Note the appellation given to Christ (1:4), “Him who is and who was and who is to come.” There will be other similar titles to follow (verse 8 for one). This covers present, past, and future; that is all of time. Its being tripartite is reminiscent of the Trinity, Father, Son, and Holy Sprit. It is a reminder that not only is God here with us now, but He was present before time began and will be here after time is over. He is not bound by time.
The book was to be read to the recipients aloud. There are many word pictures used. In part it is expected that the hearers would know the Old Testament Scriptures well and therefore better understand the imagery because it draws heavily upon that of the Old Testament. Much is drawn from the Old Testament prophets. The statement in 1:7 that he is coming with the clouds should alert the hearers to the fact that the One spoken of (Christ Jesus) is coming in judgment. As in his Gospel John speaks of seeing and of hearing. Pay attention and read slowly. Do not let ANY interpretations which you have been told you interfere with your reading. Use a concordance (some Bibles have a small one in the back, they are available online and in book form) and look up pertinent phrases and see where the imagery is coming from and what the context there was! Hair like white wool (1:14) signifies wisdom (we’ve learned this in Proverbs!). The sharp two-edged sword from His mouth (1:16) is of course the word which divides even soul and spirit (Hebrews 4:12). Verse twenty explains some of the other imagery.
The letters to each of the seven churches in chapters two and three have some similarities. Each one is addressed to the angel or messenger (some have said pastor) of each church. In the introduction of each is “the One” or some such appellation which is appropriate for that church. Each letter has consolation, or rebuke, or both. And somewhere in each is the statement that “He who has an ear, let him hear what the Sprit says to the churches.” In other words, the messages are to be heeded. The corrective measures stated are to be applied and Christ is to be kept first in all things. There is also a promise to each church.
In 2:17 the hidden manna speaks of Christ’s nourishment of His.
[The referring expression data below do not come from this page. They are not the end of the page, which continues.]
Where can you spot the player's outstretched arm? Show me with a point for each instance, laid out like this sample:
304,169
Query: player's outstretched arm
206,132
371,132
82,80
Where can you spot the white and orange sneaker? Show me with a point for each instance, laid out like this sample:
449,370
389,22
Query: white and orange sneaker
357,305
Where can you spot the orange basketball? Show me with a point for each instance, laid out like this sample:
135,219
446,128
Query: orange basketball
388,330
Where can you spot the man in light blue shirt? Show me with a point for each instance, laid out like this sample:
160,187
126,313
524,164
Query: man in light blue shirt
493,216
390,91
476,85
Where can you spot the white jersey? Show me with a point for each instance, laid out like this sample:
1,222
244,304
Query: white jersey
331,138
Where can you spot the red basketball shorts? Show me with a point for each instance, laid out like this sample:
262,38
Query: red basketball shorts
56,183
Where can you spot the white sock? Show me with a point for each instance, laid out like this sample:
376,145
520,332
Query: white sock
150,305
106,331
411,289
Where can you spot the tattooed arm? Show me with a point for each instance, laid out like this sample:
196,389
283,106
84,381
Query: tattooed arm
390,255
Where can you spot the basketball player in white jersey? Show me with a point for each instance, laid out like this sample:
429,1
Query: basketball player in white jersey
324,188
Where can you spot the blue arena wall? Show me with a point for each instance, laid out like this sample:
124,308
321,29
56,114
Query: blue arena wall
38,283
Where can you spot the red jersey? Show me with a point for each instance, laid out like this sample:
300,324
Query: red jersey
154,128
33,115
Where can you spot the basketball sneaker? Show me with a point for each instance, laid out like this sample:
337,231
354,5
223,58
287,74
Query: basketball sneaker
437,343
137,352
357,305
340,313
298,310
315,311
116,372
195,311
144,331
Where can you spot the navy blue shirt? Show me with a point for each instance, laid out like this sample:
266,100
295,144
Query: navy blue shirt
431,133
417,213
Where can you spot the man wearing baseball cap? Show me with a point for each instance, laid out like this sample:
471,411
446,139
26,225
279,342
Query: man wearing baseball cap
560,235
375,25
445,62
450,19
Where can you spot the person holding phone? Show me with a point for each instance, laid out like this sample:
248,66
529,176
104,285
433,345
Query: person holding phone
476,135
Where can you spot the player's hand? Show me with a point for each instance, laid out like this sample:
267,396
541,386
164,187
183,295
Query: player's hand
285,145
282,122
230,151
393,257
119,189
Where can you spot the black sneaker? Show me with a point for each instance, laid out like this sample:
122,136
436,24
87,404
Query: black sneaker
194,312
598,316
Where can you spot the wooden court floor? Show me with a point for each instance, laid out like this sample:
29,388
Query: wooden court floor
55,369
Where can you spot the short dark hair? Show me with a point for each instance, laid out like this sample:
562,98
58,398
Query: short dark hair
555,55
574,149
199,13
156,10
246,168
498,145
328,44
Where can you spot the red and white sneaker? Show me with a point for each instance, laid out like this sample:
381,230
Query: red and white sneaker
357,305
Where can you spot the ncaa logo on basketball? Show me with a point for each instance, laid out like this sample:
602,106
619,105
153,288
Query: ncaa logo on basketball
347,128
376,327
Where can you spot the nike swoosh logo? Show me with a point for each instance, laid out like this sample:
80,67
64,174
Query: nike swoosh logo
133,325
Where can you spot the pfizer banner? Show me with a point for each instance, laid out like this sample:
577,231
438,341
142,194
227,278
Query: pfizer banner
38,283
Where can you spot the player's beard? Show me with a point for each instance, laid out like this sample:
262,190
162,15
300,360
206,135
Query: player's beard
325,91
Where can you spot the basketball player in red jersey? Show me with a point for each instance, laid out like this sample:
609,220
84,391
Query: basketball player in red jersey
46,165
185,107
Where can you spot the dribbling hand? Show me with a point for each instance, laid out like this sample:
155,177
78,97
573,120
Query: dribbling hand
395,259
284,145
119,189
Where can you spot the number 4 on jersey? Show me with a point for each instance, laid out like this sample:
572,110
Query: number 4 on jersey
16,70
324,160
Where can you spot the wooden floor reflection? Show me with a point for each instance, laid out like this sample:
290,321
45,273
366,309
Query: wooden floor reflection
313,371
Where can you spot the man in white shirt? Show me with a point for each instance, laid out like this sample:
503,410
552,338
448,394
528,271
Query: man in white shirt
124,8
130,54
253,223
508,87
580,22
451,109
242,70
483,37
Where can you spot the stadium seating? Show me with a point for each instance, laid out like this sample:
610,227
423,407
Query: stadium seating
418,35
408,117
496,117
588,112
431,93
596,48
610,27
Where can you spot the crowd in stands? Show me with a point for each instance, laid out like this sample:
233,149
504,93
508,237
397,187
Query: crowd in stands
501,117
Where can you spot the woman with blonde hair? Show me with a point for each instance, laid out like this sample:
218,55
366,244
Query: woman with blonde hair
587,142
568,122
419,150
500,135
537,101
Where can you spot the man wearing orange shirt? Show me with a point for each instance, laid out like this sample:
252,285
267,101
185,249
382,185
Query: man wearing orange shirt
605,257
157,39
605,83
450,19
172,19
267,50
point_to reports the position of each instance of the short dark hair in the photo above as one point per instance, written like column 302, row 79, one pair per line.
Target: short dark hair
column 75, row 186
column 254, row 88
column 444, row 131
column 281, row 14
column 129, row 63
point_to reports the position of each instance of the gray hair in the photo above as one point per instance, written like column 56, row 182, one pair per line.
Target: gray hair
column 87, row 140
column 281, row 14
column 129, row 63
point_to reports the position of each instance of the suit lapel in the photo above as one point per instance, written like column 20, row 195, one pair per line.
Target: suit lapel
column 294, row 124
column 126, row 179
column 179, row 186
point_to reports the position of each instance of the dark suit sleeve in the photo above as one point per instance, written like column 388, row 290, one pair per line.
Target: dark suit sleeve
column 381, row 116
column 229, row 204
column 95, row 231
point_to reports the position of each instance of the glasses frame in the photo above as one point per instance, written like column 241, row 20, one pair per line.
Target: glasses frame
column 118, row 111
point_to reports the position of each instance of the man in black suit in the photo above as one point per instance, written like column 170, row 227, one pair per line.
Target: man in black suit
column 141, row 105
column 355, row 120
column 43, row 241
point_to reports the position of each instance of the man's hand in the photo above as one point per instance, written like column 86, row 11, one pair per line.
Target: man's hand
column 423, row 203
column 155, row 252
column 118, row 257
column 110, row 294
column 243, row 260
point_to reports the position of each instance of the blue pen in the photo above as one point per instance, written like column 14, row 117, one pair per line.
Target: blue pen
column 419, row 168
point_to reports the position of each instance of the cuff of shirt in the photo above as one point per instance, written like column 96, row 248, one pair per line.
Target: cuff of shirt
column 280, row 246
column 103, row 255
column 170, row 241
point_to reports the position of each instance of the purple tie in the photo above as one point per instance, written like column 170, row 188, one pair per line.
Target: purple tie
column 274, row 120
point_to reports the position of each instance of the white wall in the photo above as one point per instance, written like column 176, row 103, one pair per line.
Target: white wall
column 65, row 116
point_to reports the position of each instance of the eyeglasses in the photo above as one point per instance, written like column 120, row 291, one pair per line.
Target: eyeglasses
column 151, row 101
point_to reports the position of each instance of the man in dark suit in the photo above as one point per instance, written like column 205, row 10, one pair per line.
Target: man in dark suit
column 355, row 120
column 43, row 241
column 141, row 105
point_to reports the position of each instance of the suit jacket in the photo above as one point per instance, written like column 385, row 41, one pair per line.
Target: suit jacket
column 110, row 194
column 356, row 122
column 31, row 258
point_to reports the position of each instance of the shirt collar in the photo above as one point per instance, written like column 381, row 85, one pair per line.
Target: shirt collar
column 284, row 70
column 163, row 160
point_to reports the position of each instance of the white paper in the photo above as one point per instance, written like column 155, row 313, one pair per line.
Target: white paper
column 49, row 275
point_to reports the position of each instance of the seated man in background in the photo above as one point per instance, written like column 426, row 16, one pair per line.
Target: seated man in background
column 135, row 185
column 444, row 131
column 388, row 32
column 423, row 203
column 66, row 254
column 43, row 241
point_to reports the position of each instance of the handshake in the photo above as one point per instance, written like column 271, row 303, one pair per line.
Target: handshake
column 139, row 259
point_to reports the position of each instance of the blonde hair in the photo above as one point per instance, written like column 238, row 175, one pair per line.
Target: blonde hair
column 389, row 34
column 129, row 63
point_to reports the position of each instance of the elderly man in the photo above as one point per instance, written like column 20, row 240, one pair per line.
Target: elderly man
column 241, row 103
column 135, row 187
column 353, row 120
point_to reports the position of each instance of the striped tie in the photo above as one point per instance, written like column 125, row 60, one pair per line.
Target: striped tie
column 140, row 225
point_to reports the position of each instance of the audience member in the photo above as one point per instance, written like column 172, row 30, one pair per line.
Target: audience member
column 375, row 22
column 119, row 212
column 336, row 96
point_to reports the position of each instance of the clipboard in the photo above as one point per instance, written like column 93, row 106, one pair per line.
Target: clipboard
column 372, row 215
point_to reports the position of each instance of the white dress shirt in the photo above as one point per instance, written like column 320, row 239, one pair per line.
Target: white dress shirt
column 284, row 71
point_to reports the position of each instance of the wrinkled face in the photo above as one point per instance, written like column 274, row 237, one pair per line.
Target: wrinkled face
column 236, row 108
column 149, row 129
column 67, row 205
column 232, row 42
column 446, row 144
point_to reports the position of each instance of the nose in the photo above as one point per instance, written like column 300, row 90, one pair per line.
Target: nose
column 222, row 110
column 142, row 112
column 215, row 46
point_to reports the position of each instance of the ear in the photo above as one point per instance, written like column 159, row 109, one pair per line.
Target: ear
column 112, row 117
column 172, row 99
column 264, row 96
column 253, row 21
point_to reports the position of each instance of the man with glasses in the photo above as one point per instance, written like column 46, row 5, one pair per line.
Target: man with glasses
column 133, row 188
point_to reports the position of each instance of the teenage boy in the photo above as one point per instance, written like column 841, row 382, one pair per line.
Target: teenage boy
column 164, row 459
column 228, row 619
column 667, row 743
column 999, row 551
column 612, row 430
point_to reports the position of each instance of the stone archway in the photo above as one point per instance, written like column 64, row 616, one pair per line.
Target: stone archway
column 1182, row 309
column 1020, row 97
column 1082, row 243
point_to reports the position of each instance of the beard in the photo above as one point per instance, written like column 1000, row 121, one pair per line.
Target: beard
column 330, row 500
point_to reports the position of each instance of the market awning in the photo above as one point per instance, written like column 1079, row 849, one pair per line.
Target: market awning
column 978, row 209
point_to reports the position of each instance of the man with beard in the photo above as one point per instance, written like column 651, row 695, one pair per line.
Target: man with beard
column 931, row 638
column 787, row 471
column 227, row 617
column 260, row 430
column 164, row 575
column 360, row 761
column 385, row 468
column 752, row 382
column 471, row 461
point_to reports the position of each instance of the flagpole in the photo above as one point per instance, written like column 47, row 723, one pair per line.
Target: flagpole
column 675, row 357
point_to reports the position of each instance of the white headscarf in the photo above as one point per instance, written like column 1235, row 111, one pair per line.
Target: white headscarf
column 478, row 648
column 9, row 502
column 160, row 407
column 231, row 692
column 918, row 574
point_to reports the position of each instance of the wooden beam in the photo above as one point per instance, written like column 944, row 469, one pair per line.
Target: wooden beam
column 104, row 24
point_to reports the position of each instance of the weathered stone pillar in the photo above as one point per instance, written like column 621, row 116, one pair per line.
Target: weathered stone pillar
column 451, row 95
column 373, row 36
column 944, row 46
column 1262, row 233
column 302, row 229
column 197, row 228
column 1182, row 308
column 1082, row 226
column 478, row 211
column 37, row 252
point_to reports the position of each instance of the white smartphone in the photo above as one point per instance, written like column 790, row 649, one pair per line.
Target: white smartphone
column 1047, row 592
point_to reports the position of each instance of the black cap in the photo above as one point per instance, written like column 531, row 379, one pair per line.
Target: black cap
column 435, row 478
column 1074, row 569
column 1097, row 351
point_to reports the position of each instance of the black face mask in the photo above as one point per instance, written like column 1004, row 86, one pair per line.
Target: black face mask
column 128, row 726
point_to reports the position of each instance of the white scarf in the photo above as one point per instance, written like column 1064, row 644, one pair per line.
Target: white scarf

The white stone is that of victory and the new name written on it known only to the holder signifies that he is Christ’s and no one else can do him harm.
3:10 has been understood by some as saying that all who are Christ’s will be “kept from” the “Great Tribulation.” First of all, this all happened in the first century AD. Secondly “Great Tribulation” only occurs at Revelation 7:14 in Scripture and the verse is not descriptive of this event but focuses on those who have come out of it. And thirdly only one of the seven churches was promised to be kept from the trouble to come shortly.
Laodicea had both hot and cold springs in the neighborhood, hence 3:15. “Spit” in 3:16 should be “puke.” There was also a famous eye salve made in the city hence the reference in 3:18. The meaning though is that they are spiritually blind and need to get their eyes open and to truly “see.”
Proverbs: Lord, please keep me honest. I prefer to be neither rich nor in poverty, but always to serve You and to serve You well. I have found verse ten to be pertinent in the churches, especially as everyone seems to be related!